This skill provides a focused tmux integration to control interactive terminal sessions for AI coding agents. It is designed for use when tasks require persistent TTYs, parallel REPLs, or any interactive process that simple shell execution cannot manage. Use it to create, script, and inspect tmux sessions programmatically from TypeScript-driven agents.

How this skill works

The skill wraps tmux socket-based commands to create detached sessions, send keystrokes, capture pane output, and manage the tmux server lifecycle. It uses a configurable socket directory and the session:window.pane target format to address panes precisely.
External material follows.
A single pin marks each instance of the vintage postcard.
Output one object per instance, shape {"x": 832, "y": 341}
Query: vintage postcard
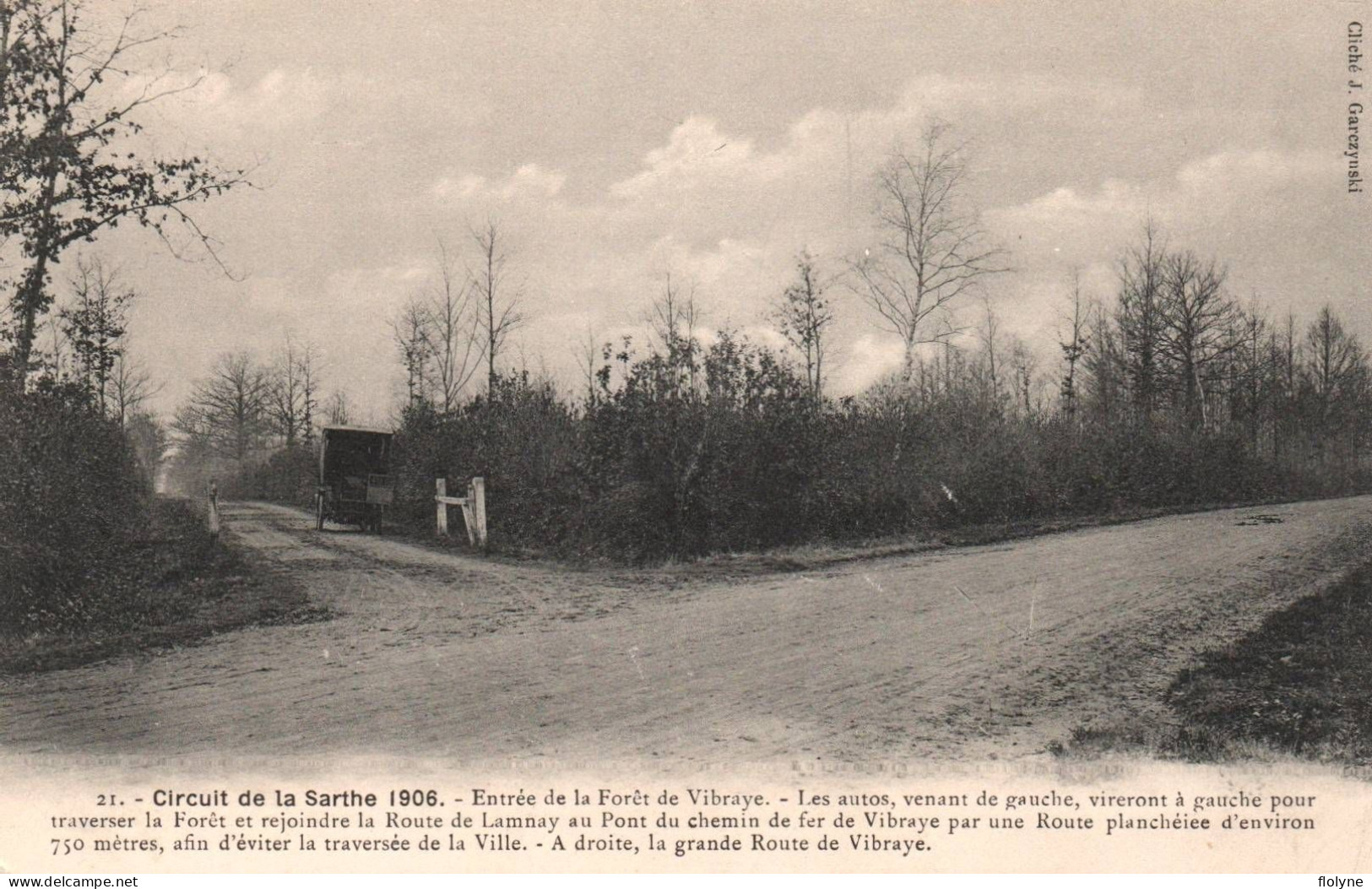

Helpers include scripts to list sessions, wait for text patterns, and run multiple agent sessions in parallel.

When to use it

  • Running persistent REPLs (Python, node, etc.) that need a TTY and interactive input.
  • Orchestrating multiple parallel CLI agents that must run concurrently and be inspected.
  • Interacting with tools that rely on line discipline or terminal features (curses, readline).
  • Capturing terminal output or logs from an interactive process for parsing or assertions.
  • Launching quick, interactive experiments where attaching/detaching a session is useful.

Best practices

  • Prefer exec/background mode for long-running non-interactive tasks; use tmux only for TTY-required workflows.
  • Use a dedicated socket directory (TMUX_SOCKET_DIR) per environment to avoid cross-process collisions.
  • Address panes using session:window.pane to target commands deterministically.
  • Send commands with send-keys and terminate input with Enter; use capture-pane to read output safely.
  • Set PYTHON_BASIC_REPL=1 when running Python REPLs to avoid readline issues inside tmux.

Example use cases

  • Start a detached tmux session running a Python REPL, send code snippets, and capture results for analysis.
  • Spawn multiple agent sessions (agent-1, agent-2, agent-3) to run concurrent code generation tasks and poll panes for completion markers.
  • Run an interactive test harness that requires a tty-based UI, capture panes, and assert expected prompts or outputs.
  • Maintain a persistent debugging REPL across restarts so agents can attach, inspect state, and continue a session.

FAQ

How do I target a specific pane?

Use the session:window.pane format (for example my-session:0.1). If omitted, tmux defaults to :0.0.

When should I not use tmux?

Avoid tmux for long-running non-interactive jobs; prefer running processes directly or via background exec to reduce overhead and complexity.